We are doing science for policy
The Joint Research Centre (JRC) is the European Commission's science and knowledge service which employs scientists to carry out research in order to provide independent scientific advice and support to EU policy.
Cancer is one of the main causes of death in the EU, responsible for almost 1.3 million deaths in 2013, according to Eurostat. The JRC's work on cancer focuses on developing harmonised data on cancer incidence in the EU, development and provision of certified reference materials for biomarkers for specific cancers and research into medical applications of radionuclides.
Cancer puts a heavy burden on the EU’s health-care system. The EU has set itself a goal to reduce new cancer cases by 15 % by 2020. However inequalities exist within and between EU Member States regarding cancer control and care, resulting in strikingly different mortality rates. One of the milestones towards the successful reduction of the European cancer burden is to ensure accurate and comparable data on cancer incidence, prevalence, cure, survival and mortality in the EU, assuring a cancer information system with comprehensive and standardised information and data on a permanent rolling basis.
The European Commission also offers support for Member State development of screening programmes for breast cancer along evidence-based quality requirements. In this context, the JRC, within the European Commission Initiative on Breast Cancer is coordinating the development of breast cancer guidelines and a European quality assurance scheme. Both these tools will be publicly available on the recently launched web hub. It is the gateway for all ECIBC-related information and it aims to provide information to women regarding cancer care compliance with European requirements. In parallel, the JRC also coordinates and supports development of a European cancer registry system, which is built upon the existing experience, competence and cooperation of national and regional cancer registries.

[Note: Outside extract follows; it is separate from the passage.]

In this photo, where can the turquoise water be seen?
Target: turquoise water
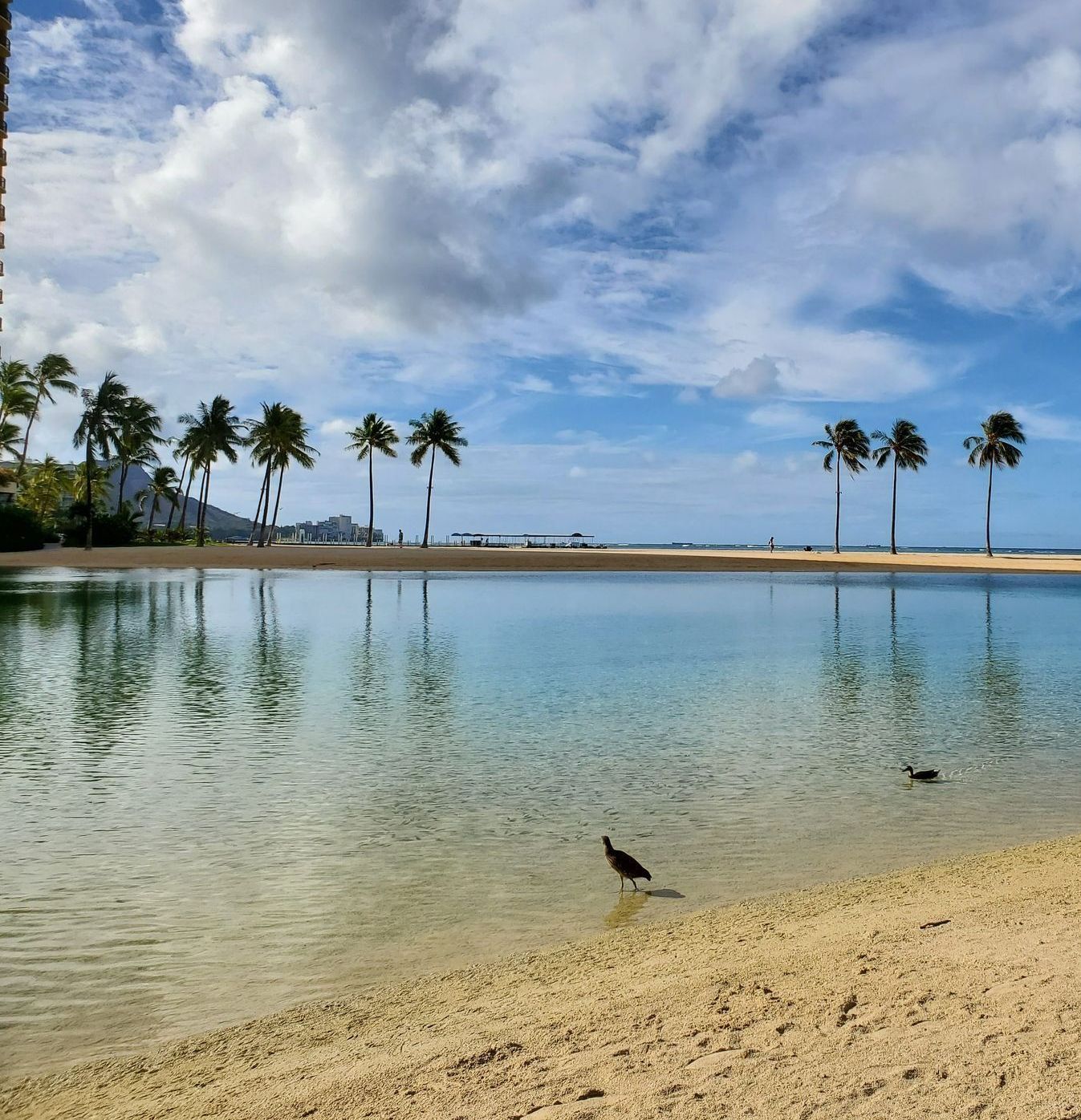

A series of factsheets on different types of cancer and their prevalence in the EU member states has been published. The JRC's work on cancer is done in collaboration with the Directorate-General for Health and Food Safety.
The JRC also develops certified reference materials for biomarkers for specific cancers. So far a prognostic marker for multiple myeloma (cancer of plasma cells) and a chronic myelogenous leukemia marker have been developed and made available to clinical reference and routine laboratories. The certified reference materials developed by JRC-IRMM, often in co-operation with the International Federation of Clinical Chemistry and Laboratory Medicine (IFCC), are used as an anchor point for worldwide comparability of biomarker diagnostics. In the EU, the thereby established traceability is laid down as requirement in the Directive on In Vitro Diagnostic Medical Devices (DIR 98/79/EC).
JRC scientists also conduct research into the development of medical applications using radionuclides, namely new cancer and infectious diseases therapies based on alpha irradiation. For example, a previous study looked at the possibility to use alpha radiation for selective killing of bladder tumor cells.